Distinguer l’outil de l’intention : voilà la volonté affichée par Valve. Autrement dit, tout usage de l’IA ne se vaut pas, tout ne mérite pas d’être mis au même niveau, et tout contenu généré par IA visible par le joueur doit, lui, être déclaré.
Un cadre plus lisible pour les développeurs
Comme l’a récemment souligné Simon Carless (GameDiscoverCo), Valve a affiné son formulaire de déclaration IA afin de lever toute ambiguïté. Le cœur du message est clair : utiliser un assistant pour écrire du code ou accélérer une phase de production ne nécessite aucune mention particulière.
En revanche, dès lors que l’IA participe à la génération d’éléments directement consommés par le joueur, la transparence reste obligatoire.
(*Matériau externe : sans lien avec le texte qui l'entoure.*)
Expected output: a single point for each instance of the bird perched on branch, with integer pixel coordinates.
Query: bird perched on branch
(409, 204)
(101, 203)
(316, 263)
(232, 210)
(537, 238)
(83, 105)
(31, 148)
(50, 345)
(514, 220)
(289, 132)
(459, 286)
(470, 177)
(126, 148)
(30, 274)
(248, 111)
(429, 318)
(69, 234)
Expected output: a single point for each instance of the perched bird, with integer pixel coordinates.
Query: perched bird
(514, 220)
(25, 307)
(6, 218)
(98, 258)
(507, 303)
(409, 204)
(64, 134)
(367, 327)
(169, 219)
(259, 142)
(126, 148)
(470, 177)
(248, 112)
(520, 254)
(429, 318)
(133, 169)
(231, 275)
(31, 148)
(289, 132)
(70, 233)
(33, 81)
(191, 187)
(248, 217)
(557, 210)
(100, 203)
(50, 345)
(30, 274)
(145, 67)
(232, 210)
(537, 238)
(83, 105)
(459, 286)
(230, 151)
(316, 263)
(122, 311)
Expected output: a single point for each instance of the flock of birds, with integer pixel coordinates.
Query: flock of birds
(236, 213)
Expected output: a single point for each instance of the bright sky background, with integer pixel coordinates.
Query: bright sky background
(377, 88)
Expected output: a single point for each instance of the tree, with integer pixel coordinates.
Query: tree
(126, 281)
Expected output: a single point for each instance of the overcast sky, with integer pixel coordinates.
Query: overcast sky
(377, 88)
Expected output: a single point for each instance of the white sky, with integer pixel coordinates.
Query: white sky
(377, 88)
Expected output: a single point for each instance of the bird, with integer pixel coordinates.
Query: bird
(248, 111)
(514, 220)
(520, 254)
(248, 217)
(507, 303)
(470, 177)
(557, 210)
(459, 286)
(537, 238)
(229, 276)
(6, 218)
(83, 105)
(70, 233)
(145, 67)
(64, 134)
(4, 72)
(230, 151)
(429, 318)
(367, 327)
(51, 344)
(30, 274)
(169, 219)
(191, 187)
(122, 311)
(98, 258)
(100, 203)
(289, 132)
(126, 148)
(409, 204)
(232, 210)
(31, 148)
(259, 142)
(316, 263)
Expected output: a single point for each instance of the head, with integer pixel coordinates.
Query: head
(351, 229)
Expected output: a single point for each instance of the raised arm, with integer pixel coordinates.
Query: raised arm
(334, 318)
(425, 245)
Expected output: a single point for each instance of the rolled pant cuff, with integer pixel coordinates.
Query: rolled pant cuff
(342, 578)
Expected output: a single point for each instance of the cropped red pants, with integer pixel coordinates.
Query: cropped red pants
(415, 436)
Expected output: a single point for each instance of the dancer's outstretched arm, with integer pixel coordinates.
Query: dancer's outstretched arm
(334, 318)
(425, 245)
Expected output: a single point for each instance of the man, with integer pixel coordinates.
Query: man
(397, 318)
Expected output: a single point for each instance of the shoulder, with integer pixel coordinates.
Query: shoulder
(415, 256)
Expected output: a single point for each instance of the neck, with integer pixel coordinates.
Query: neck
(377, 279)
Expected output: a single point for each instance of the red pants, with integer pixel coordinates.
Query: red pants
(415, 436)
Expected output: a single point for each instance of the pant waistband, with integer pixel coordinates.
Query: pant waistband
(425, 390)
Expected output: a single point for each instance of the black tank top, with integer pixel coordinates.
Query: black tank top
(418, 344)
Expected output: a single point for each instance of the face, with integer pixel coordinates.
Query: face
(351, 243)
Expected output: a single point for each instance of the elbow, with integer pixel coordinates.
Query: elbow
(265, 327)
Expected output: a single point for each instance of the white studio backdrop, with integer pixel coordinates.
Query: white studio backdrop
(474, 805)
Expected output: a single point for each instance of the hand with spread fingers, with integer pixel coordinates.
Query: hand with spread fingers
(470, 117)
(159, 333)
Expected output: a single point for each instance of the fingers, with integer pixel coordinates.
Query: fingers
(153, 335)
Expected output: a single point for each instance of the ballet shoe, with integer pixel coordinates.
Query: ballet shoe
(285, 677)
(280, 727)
Cela englobe aussi bien les images, textures, modèles 3D et éléments narratifs que les contenus affichés sur la page Steam, dans les espaces communautaires ou les supports marketing. Le critère n’est donc pas l’outil, mais le résultat : ce qui arrive, tel quel, devant les yeux ou les oreilles du public.
Le cas de la génération en temps réel demeure, lui, sous étroite surveillance. Valve continue d’insister sur les risques associés à ces systèmes : dérives de contenu, questions de droits d’auteur ou problèmes de sécurité. La plateforme se montre inflexible, quelle que soit la méthode de production, la responsabilité éditoriale incombe entièrement au studio.
L’IA générative est désormais une composante structurelle du catalogue Steam, déjà présente dans une part significative des sorties récentes. Pourtant, cette banalisation s’accompagne d’un paradoxe : à mesure que son usage progresse, l’enthousiasme qu’elle suscitait s’érode. Pour beaucoup de studios, l’IA semble avoir quitté le champ de la promesse pour rejoindre celui de l’outil, utile mais désormais désidéalisé.
À l’heure où la plateforme de Valve bat record sur record et concentre une part toujours plus massive de la production vidéoludique mondiale, réduire les zones grises devient moins une posture morale qu’une nécessité industrielle.